Normal Subgroup Growth Let $F$ be a free group on $d$ generators. 
Denote by $F_{k}$ the $k$-th term in $F$'s derived series. Put $G = F/F_k$. What is the normal subgroup growth of $G$?
Explicitly, for each natural number $n$, what is the number of normal subgroups of index not greater than $n$ in $G$? An asymptotic result will also be interesting of course.
For example, the case $k=2$ is covered in the book about subgroup growth.
More generally, Let $C$ be a formation of finite groups ($C$ is closed for quotients and subdirect products). Let $G$ be the quotient of $F$ by the intersection of all normal subgroups $N \unlhd F$ for which $F/N$ is a $C$-group. Assume that $G$ is not trivial ($F$ is not residually $C$). The question is the same as before: What is the normal subgroup growth of $G$?
 A: As is stated in Lubotzky-Segal's book on this topic, very little is known about normal subgroup growth for soluble groups. However, we can say that a rank d free $k$-step solvable group, $k \geq 2$, has normal subgroup growth that is very close to $n^{\log(n)}$. Indeed, this group maps onto any metabelian group generated by <= d generators, and it is known that metabelian groups have growth bounded below by $n^{b(log(n))^{1-2/\kappa(G)}}$ (here $\kappa(G)$ is the Krull dimension, see Theorem 9.2 in Lubotzky-Segal). This gives a lower bound. For the upper bound, use Corollary 2.8 as in my comment. 
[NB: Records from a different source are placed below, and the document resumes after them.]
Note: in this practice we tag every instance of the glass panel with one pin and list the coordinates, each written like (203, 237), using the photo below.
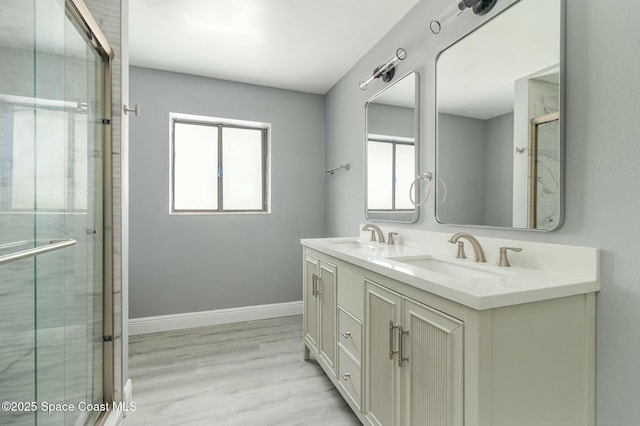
(547, 173)
(195, 167)
(50, 188)
(242, 169)
(380, 183)
(17, 319)
(68, 156)
(405, 165)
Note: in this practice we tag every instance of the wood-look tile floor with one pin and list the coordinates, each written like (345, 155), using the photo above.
(250, 373)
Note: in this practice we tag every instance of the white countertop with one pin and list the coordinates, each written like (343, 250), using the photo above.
(528, 280)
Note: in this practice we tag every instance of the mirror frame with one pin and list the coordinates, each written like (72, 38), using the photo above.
(416, 130)
(561, 132)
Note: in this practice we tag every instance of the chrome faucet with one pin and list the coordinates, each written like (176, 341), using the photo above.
(478, 253)
(374, 230)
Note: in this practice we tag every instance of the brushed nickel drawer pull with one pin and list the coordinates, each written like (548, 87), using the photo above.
(392, 327)
(401, 333)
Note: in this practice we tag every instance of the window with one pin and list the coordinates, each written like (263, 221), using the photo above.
(218, 165)
(393, 159)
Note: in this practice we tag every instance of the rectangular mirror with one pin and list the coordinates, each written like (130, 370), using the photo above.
(499, 125)
(391, 152)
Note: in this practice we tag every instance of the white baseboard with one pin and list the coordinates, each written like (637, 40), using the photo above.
(205, 318)
(114, 418)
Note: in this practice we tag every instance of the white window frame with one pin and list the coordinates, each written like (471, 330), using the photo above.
(394, 141)
(224, 122)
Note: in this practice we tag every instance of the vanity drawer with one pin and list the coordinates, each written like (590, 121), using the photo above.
(349, 376)
(350, 333)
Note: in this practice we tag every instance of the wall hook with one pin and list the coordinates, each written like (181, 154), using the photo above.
(135, 110)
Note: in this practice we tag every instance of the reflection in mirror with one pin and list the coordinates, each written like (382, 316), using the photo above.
(391, 152)
(498, 123)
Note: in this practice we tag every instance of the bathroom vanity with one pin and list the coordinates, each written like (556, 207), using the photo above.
(410, 335)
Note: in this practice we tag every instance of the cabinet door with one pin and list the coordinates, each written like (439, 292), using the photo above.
(382, 375)
(311, 269)
(432, 373)
(327, 305)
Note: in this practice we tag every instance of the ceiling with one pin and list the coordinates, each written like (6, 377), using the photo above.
(300, 45)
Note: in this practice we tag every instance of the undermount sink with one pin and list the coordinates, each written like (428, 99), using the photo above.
(442, 267)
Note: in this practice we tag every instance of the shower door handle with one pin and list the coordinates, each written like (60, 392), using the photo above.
(53, 245)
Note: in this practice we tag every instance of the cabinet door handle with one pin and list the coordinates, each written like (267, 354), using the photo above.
(392, 327)
(401, 333)
(314, 283)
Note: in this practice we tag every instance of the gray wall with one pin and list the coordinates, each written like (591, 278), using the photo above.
(189, 263)
(602, 157)
(475, 162)
(498, 171)
(461, 167)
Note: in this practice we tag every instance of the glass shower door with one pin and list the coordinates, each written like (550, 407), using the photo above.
(52, 91)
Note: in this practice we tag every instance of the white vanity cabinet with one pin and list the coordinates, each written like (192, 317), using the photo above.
(320, 310)
(414, 362)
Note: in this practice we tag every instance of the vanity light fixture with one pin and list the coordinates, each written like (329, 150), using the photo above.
(387, 70)
(479, 7)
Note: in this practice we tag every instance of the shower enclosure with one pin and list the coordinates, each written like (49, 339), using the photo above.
(55, 295)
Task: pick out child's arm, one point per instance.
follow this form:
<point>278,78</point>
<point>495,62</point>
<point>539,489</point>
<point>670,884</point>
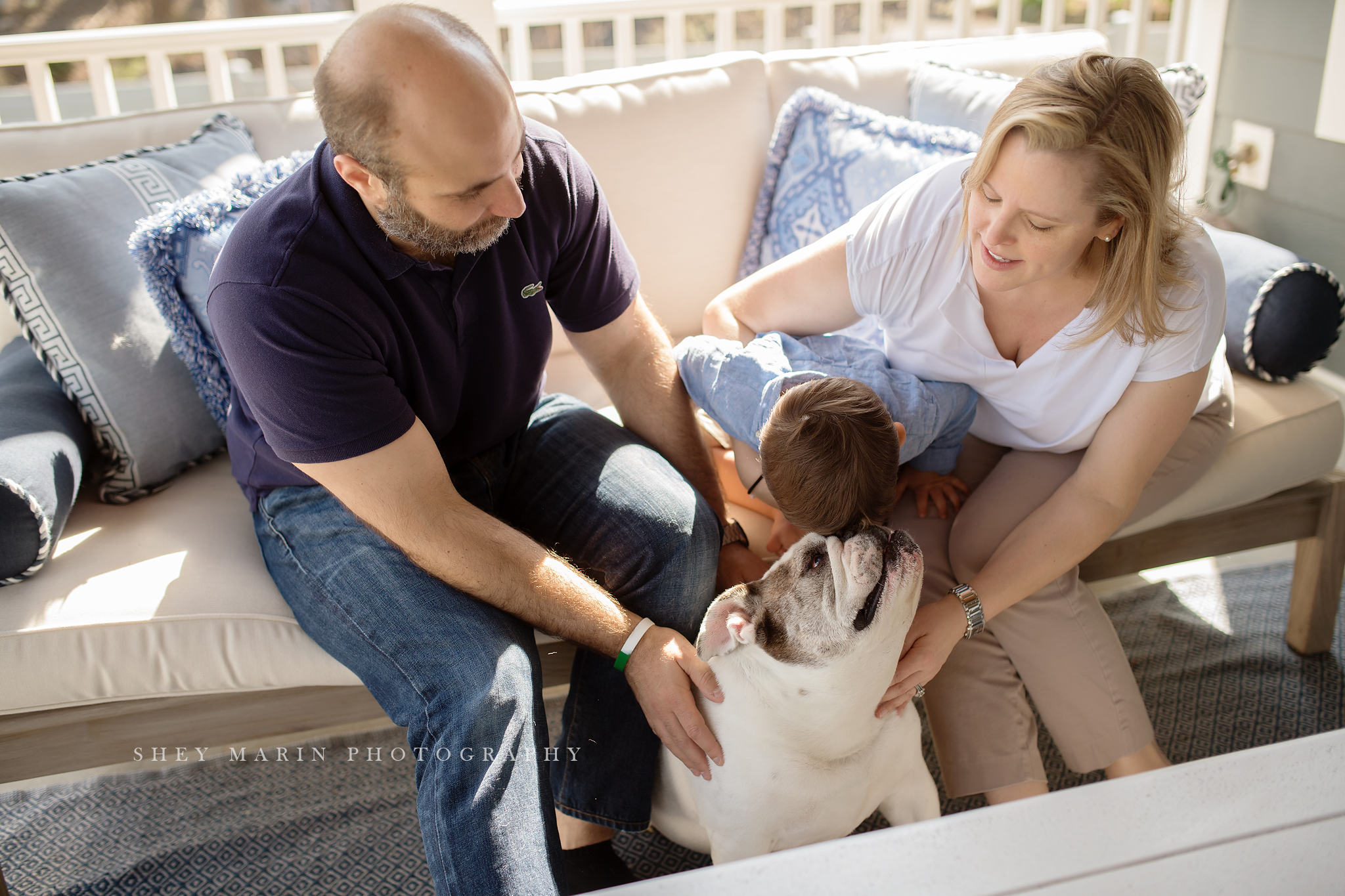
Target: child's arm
<point>926,485</point>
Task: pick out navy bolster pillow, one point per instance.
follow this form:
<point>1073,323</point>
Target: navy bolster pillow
<point>43,445</point>
<point>1283,312</point>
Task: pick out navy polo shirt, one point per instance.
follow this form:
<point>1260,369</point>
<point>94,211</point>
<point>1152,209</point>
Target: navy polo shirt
<point>337,341</point>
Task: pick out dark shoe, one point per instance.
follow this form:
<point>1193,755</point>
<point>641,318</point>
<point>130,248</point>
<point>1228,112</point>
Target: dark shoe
<point>595,867</point>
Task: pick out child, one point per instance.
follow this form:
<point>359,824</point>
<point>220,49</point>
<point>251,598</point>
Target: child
<point>820,410</point>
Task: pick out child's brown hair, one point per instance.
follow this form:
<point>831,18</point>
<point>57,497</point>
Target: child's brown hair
<point>830,456</point>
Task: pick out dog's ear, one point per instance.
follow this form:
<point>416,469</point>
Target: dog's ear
<point>731,621</point>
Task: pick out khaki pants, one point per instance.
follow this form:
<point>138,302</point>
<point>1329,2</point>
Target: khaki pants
<point>1057,644</point>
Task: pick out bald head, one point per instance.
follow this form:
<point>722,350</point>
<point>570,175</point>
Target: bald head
<point>408,88</point>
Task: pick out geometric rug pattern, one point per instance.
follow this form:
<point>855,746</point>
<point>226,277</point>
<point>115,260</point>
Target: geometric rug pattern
<point>1208,653</point>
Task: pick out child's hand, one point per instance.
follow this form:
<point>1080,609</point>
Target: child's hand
<point>927,485</point>
<point>783,535</point>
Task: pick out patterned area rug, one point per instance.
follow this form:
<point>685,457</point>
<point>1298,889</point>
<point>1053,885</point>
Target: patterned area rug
<point>1208,652</point>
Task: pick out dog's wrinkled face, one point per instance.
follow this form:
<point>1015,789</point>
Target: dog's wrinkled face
<point>821,599</point>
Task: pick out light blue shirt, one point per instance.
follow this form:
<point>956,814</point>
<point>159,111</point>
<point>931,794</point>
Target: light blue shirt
<point>739,386</point>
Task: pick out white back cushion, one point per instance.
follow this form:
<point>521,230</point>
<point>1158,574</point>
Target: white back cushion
<point>680,150</point>
<point>278,127</point>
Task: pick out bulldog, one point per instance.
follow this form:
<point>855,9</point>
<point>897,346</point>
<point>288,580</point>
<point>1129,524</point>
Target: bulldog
<point>803,657</point>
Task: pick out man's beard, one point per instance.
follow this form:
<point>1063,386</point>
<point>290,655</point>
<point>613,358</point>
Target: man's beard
<point>399,219</point>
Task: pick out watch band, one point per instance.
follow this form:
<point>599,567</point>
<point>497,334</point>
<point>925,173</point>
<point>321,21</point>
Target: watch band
<point>734,534</point>
<point>628,648</point>
<point>971,606</point>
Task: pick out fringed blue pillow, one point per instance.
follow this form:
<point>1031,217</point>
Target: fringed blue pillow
<point>175,250</point>
<point>45,449</point>
<point>829,159</point>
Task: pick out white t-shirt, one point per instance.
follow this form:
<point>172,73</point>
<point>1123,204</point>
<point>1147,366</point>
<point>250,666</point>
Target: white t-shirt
<point>907,269</point>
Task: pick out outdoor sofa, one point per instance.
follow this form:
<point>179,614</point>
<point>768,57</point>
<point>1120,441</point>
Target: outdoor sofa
<point>156,624</point>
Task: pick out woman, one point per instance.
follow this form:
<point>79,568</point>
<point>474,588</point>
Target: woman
<point>1053,273</point>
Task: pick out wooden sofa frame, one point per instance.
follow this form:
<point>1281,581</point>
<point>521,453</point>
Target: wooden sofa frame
<point>55,740</point>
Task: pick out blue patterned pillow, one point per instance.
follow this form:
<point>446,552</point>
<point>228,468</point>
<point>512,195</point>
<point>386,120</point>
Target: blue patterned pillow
<point>829,159</point>
<point>175,250</point>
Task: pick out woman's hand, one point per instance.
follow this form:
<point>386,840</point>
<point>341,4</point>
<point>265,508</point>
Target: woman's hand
<point>927,485</point>
<point>783,535</point>
<point>935,631</point>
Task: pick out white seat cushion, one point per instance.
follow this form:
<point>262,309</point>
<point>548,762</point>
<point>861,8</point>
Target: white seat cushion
<point>1283,436</point>
<point>164,597</point>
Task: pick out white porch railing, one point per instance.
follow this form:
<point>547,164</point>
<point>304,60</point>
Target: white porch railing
<point>97,49</point>
<point>143,66</point>
<point>548,38</point>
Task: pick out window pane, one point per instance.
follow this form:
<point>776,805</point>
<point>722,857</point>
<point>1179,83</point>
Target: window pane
<point>74,95</point>
<point>15,100</point>
<point>599,50</point>
<point>650,41</point>
<point>798,28</point>
<point>188,78</point>
<point>699,34</point>
<point>548,60</point>
<point>300,66</point>
<point>749,30</point>
<point>245,70</point>
<point>893,19</point>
I believe we can sharpen the above argument a bit to demonstrate that normal subgroup growth can distinguish $F/F_3$ from $F/F_2$. Indeed, if $F$ is a free group of rank greater than 2, then $F/F_3$ maps onto $(\mathbb{Z} \wr \mathbb{Z}^{(k)}) \rtimes C_k$ (where the action of $C_k$ in the semidirect product is the natural one) for any natural number $k$. The group $\mathbb{Z} \wr \mathbb{Z}^{(k)}$ has Krull dimension $k+1$, and so we can, from this, demonstrate that the normal subgroup growth of $F/F_3$ is never bounded below (asymptotically) by $n^{a (\log(n))^{1-1/t}}$ for any natural number $t$. However, Theorem 9.2 in Lubotzky-Segal shows that this is true for $F/F_2$.